Dengan begitu, lanjut dia, sumber dentuman diduga kuat berasal dari permukaan tanah. Jika berasal dari bawah tanah, maka akan terekam sensor seismik.
"Setelah kami konfirmasi ke BMKG Tretes dan Stasiun Geofisika Malang, sensor seismik tak merekam adanya anomali. Artinya, sumber dentuman dari permukaan tanah. Karena sensor seismik merekam adanya getaran dibawah permukaan tanah," jelas Adi berbincang dengan detikcom, Rabu (3/2/2021).
Meski menduga kuat sumber dentuman di Malang berasal dari permukaan tanah. Adi belum bisa menyebut secara gamblang aktivitas apa yang terjadi sebenarnya.
"Ini yang perlu dilakukan penelitian lebih jauh terkait aktivitas apa yang terjadi di atas permukaan tanah. Andaikan pengerjaan proyek, tentu akan menimbulkan getaran dalam tanah, begitu juga aktivitas lain," beber Adi.

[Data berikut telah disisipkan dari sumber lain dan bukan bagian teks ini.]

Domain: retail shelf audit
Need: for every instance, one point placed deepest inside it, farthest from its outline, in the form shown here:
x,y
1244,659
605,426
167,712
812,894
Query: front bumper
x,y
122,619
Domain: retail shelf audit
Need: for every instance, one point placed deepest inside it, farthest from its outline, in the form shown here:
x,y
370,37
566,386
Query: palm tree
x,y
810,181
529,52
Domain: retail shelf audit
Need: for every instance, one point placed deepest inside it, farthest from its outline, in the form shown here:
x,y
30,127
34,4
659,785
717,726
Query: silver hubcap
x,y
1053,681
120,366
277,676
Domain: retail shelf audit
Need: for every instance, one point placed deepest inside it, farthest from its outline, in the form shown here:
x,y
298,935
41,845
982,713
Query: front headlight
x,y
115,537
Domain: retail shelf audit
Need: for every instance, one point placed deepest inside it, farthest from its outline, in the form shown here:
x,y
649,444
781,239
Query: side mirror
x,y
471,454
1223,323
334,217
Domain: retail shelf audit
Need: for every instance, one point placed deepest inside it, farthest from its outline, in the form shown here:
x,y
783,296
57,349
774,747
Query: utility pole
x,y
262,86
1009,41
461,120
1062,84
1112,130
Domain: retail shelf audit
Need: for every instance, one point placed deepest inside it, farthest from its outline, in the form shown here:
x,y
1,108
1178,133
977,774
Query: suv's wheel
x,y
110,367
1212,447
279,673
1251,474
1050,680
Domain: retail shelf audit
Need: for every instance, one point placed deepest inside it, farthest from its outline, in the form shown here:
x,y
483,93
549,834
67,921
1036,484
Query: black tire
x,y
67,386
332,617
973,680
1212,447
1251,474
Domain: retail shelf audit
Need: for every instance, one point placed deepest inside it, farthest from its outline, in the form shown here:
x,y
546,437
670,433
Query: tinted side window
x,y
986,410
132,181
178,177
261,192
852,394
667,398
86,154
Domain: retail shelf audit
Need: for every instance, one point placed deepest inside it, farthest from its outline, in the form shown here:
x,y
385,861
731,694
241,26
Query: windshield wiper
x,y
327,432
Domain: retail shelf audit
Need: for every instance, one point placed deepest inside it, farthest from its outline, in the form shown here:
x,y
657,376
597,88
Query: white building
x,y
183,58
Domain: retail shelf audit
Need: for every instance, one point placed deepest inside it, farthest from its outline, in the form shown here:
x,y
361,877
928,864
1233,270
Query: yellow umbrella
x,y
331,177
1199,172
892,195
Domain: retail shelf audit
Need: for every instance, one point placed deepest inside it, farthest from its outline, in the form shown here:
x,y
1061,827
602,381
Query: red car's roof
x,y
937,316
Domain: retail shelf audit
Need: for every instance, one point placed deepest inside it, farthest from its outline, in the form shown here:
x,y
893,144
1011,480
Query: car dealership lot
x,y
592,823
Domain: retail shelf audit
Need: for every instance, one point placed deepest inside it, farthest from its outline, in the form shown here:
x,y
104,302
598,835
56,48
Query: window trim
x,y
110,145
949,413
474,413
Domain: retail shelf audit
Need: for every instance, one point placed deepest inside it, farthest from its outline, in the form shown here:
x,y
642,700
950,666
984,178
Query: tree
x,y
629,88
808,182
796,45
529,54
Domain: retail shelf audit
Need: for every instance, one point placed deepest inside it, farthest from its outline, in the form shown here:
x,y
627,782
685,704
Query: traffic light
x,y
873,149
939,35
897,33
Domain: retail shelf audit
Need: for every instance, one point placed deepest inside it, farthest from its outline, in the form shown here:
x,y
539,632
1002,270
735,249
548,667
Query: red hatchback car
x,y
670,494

"Dilihat juga lightning counter tak merekam adanya petir saat dentuman terjadi. Maka, faktor cuaca tidak kuat menjadi penyebabnya. Apalagi, aktifitas gunung berapi yang tentu juga terekam oleh sensor seismik," tuturnya.
Adi menambahkan, fenomena suara dentuman bukan saja didengar di Malang saja, melainkan juga terjadi di beberapa daerah lain. Seperti Surabaya.
"Bukan saja di Malang, Lampung dan beberapa daerah juga terdengar suara dentuman. Apa penyebabnya, masih belum diketahui sampai sekarang," imbuhnya.
Sebelumnya, Kepala Stasiun Geofisika Malang, Ma'muri menegaskan, jika sensor seismik tak merekam adanya anomali saat dentuman menggema di wilayah Malang dan sekitarnya sejak Selasa (2/2/2021) pukul 23.40 WIB.
"Terkait suara dentuman tadi malam di daerah Malang, kami masih mencari tau sumber pastinya, mengingat dari rekaman sensor kami tidak ada anomali," tegasnya terpisah.